German chancellor Angela Merkel began an electoral stress test on Sunday, with the first of three state polls when she may suffer a major setback despite a nuclear policy U-turn and military opt-out in Libya.
Voters in the eastern state of Saxony-Anhalt get the first chance to pass judgment on Merkel's Christian Democrats (CDU) since they suffered a humiliating defeat in Hamburg last month.
Their verdict, due after 6pm (1700 GMT) on Sunday, is followed next weekend by two more elections including in Baden-Wuerttemberg, a conservative stronghold which the CDU risks losing for the first time in over 60 years as support for the anti-nuclear Greens climbs due to the Japanese crisis.
Provincial elections matter in decentralised Germany, where electoral success or failure in the states can influence the fate of federal leaders, and Merkel is exposed.
In the past week she has taken two major policy decisions which should, on the face of it, prove popular with voters.
First she suspended her unpopular nuclear policy and ordered the closure of seven ageing reactors, responding to the risk of a meltdown at Japan's Fukushima plant.
Then Merkel declared German forces would take no direct part in military strikes on Libya. That should have pleased German voters who are usually hostile to foreign military adventures.
But she drew criticism for breaking ranks with NATO allies, and lining up with China and Russia to abstain from the UN Security Council resolution authorising the action.
"The impression that Germany is isolated in Europe or the international community is completely wrong," said foreign minister Guido Westerwelle, saying Poland shared its views.

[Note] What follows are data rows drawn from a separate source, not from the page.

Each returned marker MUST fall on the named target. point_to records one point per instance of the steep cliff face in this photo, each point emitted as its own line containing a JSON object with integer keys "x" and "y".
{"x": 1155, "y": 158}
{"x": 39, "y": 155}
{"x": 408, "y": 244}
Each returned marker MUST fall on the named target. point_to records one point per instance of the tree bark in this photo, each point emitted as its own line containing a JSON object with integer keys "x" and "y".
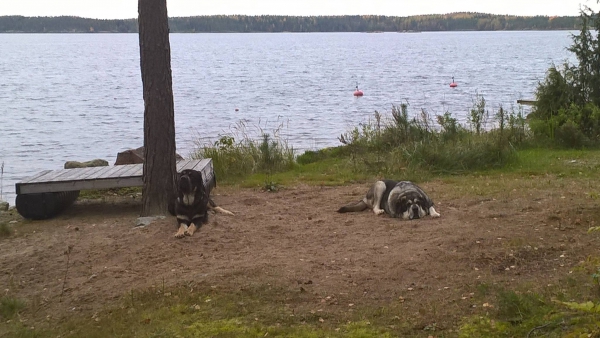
{"x": 159, "y": 116}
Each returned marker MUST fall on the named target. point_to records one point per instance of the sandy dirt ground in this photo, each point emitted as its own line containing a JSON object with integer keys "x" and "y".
{"x": 295, "y": 239}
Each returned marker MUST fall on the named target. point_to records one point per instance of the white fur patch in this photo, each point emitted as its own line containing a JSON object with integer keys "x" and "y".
{"x": 188, "y": 199}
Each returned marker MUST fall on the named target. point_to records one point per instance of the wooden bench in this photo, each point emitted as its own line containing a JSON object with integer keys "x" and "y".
{"x": 49, "y": 192}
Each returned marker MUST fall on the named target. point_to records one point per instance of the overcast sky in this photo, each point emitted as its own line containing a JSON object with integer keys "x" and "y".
{"x": 120, "y": 9}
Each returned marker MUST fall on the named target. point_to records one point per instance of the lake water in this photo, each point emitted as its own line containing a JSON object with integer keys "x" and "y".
{"x": 79, "y": 96}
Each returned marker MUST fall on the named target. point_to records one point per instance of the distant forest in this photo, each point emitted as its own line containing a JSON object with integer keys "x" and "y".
{"x": 271, "y": 23}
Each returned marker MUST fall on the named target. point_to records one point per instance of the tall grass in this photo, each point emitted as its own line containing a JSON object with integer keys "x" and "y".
{"x": 1, "y": 180}
{"x": 412, "y": 146}
{"x": 245, "y": 151}
{"x": 417, "y": 143}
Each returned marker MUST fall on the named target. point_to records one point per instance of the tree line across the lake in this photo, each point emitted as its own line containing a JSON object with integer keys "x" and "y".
{"x": 272, "y": 23}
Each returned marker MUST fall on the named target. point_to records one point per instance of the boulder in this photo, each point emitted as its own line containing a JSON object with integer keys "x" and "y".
{"x": 93, "y": 163}
{"x": 135, "y": 156}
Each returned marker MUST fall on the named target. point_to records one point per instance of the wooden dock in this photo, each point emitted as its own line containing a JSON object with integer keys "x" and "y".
{"x": 527, "y": 102}
{"x": 49, "y": 192}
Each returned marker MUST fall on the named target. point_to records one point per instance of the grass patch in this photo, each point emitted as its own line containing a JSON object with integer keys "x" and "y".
{"x": 242, "y": 154}
{"x": 534, "y": 311}
{"x": 260, "y": 311}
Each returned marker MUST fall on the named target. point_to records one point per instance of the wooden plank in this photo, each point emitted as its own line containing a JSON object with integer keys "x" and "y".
{"x": 101, "y": 177}
{"x": 75, "y": 173}
{"x": 92, "y": 173}
{"x": 114, "y": 172}
{"x": 127, "y": 172}
{"x": 82, "y": 185}
{"x": 54, "y": 174}
{"x": 101, "y": 172}
{"x": 34, "y": 177}
{"x": 182, "y": 165}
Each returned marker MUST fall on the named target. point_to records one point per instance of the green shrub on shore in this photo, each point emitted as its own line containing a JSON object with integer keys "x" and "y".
{"x": 419, "y": 144}
{"x": 239, "y": 154}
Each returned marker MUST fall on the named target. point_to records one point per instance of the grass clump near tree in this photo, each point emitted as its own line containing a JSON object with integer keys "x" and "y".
{"x": 241, "y": 154}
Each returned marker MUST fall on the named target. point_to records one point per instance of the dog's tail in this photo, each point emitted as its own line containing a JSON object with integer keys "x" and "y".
{"x": 213, "y": 206}
{"x": 358, "y": 206}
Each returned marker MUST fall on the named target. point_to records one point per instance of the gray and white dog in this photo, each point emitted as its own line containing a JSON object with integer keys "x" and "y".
{"x": 399, "y": 199}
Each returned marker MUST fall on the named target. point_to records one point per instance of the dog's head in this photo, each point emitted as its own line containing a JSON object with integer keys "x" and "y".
{"x": 189, "y": 182}
{"x": 412, "y": 206}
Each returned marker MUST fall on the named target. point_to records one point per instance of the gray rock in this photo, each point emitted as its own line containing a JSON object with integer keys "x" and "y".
{"x": 145, "y": 221}
{"x": 93, "y": 163}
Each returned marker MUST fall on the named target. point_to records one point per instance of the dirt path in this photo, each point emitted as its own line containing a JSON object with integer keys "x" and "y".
{"x": 295, "y": 239}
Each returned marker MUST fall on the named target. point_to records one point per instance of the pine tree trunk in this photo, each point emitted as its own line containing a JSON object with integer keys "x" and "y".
{"x": 159, "y": 120}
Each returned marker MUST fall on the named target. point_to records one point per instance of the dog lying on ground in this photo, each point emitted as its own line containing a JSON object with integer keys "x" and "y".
{"x": 193, "y": 203}
{"x": 402, "y": 199}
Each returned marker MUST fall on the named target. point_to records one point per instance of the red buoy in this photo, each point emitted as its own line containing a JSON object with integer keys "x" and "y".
{"x": 358, "y": 92}
{"x": 453, "y": 84}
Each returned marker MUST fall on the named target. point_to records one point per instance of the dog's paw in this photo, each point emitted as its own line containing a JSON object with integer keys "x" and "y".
{"x": 190, "y": 230}
{"x": 181, "y": 232}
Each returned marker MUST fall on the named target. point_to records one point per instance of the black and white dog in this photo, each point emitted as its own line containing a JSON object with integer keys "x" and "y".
{"x": 402, "y": 199}
{"x": 193, "y": 203}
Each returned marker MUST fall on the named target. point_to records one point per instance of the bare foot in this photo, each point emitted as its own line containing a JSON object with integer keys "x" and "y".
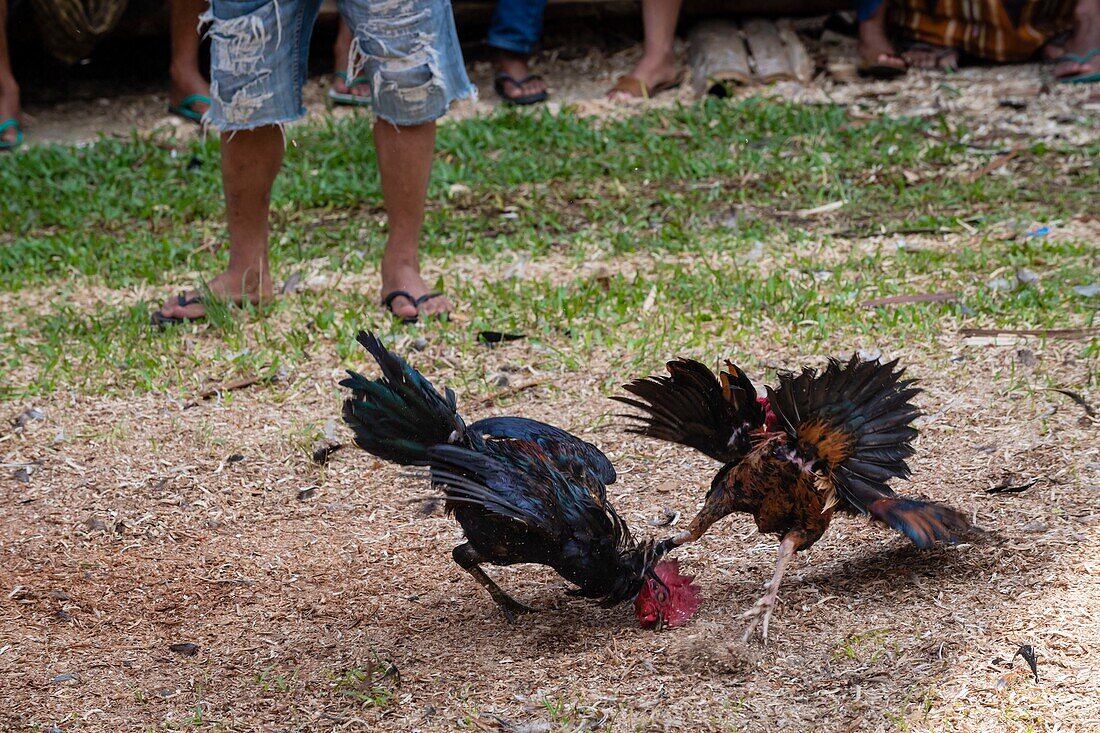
{"x": 404, "y": 275}
{"x": 923, "y": 55}
{"x": 653, "y": 72}
{"x": 183, "y": 84}
{"x": 9, "y": 108}
{"x": 515, "y": 65}
{"x": 876, "y": 50}
{"x": 229, "y": 287}
{"x": 1086, "y": 40}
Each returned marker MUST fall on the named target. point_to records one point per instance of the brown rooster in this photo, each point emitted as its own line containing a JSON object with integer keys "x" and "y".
{"x": 817, "y": 444}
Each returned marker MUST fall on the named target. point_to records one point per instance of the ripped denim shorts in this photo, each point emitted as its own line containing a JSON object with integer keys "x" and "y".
{"x": 259, "y": 48}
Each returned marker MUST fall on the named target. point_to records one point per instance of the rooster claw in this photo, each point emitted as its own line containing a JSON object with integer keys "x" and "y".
{"x": 514, "y": 609}
{"x": 759, "y": 615}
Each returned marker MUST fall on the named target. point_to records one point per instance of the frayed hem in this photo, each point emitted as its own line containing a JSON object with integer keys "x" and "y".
{"x": 469, "y": 94}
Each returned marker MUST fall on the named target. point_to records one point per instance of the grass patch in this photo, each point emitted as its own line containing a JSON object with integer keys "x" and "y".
{"x": 694, "y": 211}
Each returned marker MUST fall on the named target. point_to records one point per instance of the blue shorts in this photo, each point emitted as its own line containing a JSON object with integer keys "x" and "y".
{"x": 259, "y": 48}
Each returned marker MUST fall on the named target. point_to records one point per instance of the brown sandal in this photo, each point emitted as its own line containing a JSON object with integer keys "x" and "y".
{"x": 160, "y": 320}
{"x": 635, "y": 88}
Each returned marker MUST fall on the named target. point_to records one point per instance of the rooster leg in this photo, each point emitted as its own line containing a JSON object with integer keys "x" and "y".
{"x": 761, "y": 610}
{"x": 469, "y": 558}
{"x": 714, "y": 510}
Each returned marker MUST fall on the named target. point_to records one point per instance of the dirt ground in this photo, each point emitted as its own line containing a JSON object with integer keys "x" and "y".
{"x": 580, "y": 65}
{"x": 146, "y": 524}
{"x": 168, "y": 566}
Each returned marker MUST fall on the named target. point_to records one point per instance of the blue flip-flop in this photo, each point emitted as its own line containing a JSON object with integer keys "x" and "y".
{"x": 347, "y": 98}
{"x": 186, "y": 108}
{"x": 4, "y": 127}
{"x": 1089, "y": 77}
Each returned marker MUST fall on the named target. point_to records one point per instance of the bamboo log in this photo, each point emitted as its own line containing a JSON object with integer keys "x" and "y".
{"x": 717, "y": 57}
{"x": 769, "y": 55}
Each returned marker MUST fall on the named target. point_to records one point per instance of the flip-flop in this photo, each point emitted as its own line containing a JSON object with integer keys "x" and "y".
{"x": 347, "y": 98}
{"x": 523, "y": 100}
{"x": 387, "y": 303}
{"x": 1088, "y": 77}
{"x": 939, "y": 53}
{"x": 161, "y": 320}
{"x": 11, "y": 144}
{"x": 878, "y": 69}
{"x": 634, "y": 87}
{"x": 186, "y": 108}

Merkel is struggling in the provinces. A poll published by Focus magazine on Sunday showed the Greens at 25% in Baden-Wuerttemberg, up five percentage points in the past week. That put combined support for the Greens and their natural coalition partner, the Social Democrats, at 47%.
By contrast the CDU and the liberal Free Democrats, its coalition partner in both the state and federal governments, had only 44% support in the poll by the Emnid institute.
Loss of the state, an economic powerhouse, would deliver a heavy blow to Merkel's authority. Defeat would also further weaken the coalition in the upper house of Parliament, whose makeup reflects parties' strength in the states.
Sunday's vote in Saxony-Anhalt, whose economy suffered after communist East Germany collapsed in 1990, poses other problems.
There the CDU shares power with the Social Democrats. Voters in the state, which has unemployment of 13%, appear more interested in basic issues -- if they are interested at all.
Turnout when Saxony-Anhalt last voted in 2006 was just 44%. This time the CDU and Social Democrats have scarcely criticised each other, drawing allegations of a "cosy campaign".
Apathy has raised the chances of the far-right NPD party crossing the five percent threshold to enter the state assembly.
Merkel has already called for a high turnout to keep the NPD out. On Sunday she was joined at the other end of the political spectrum by Wulf Gallert, candidate of the Left party and a former member of the east German communist party.
"We know the NPD's supporters won't hold back in voting," he told Reuters TV. "What's decisive is how many democrats turn out to keep the NPD out."
If the CDU falters, Gallert could even end up in power with the Social Democrats in a "red-red" coalition.
"My aim is to become state premier," he said.